Just added an image to my fledgling FB shop page to replace the blank banner space.
The image is from William Fairham's opus: Woodworking Tools And How To Use Them, one of my most popular reprints.
Some of you may have heard of Charles Hayward, who is often touted as the best mid-20th century author of woodworking books ever and a must read. In truth, Hayward took the books of Fairham at the request of the publisher, Evans Bros., updated them for the 1950's craft interests and never gave credit to Fairham.
Fairham's books are important in that he was trained in the late 19th Century, taught Manual Arts in British schools and as such, brought with him the skills and traditions of that era. His books are clear, concise and devoid of the often overly complicated mythology that crept in during the later 20th Century. Hayward, to his credit, edited the Fairham books with the intent of appealing to the post WWII audience but in doing so, frequently added layers of complexity to what is a straightforward topic: the use of hand tools in woodworking.
There is nothing untowards about updating technical books. The loss to the reader is the simplicity and clarity that Fairham brought to his writings. I have a strong suspicion that, with the advent of the pre and post WWII tehnological age, there was an assumption on the part of the publishers that what was needed where books that introduced readers to the Mysteries of Craft, without which books the aspiring worker would forever be at a disadvantage.
This was very much the opposite of the turn of the century Manual Arts credo that craft is implicit in human nature and should be shared and encouraged as part of the educational process.

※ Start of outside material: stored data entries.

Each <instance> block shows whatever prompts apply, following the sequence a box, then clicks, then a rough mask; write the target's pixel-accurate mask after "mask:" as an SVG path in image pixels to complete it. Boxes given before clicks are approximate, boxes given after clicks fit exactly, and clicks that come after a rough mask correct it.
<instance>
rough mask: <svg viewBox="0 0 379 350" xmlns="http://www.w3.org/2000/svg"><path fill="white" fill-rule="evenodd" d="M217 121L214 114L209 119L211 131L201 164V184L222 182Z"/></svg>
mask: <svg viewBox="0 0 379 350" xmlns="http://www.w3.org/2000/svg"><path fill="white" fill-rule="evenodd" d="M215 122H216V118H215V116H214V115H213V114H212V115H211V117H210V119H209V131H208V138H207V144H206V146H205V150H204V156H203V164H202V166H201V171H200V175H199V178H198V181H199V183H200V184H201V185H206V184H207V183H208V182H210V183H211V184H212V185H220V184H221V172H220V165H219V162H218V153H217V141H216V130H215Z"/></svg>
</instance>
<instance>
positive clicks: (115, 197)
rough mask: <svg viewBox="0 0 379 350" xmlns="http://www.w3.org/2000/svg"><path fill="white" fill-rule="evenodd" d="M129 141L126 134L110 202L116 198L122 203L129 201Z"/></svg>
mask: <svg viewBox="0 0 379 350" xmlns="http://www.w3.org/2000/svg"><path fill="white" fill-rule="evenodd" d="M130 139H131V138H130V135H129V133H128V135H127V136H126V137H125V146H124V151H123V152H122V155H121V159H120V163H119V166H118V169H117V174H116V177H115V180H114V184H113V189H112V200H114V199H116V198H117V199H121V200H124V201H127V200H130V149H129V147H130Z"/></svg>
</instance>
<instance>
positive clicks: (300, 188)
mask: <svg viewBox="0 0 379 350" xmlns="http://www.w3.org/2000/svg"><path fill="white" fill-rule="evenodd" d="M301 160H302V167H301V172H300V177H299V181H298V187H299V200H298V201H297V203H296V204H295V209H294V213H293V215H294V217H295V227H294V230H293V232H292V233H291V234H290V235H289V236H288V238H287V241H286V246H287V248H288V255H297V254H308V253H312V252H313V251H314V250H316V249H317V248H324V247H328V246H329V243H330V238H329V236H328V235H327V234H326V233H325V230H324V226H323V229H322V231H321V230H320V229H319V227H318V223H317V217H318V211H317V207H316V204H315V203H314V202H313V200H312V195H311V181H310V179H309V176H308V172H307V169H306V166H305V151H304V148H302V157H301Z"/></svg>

Once I read the early Woodworker Series books of William Fairham, and those edited by J. C. S. Brough, I realized that the more well known books of Charles Hayward did the current generation of hand tool workers a disservice by updating what were already excellent treatises on woodworking.
Does this mean you shouldn't read the craft books of Charles Hayward? Not at all. They remain informative and useful. If you want to read and learn about hand tool methods from a craftsman who was trained during the era when these methods were common knowledge, than I recommend the early Evans Bros books of The Woodworker Series.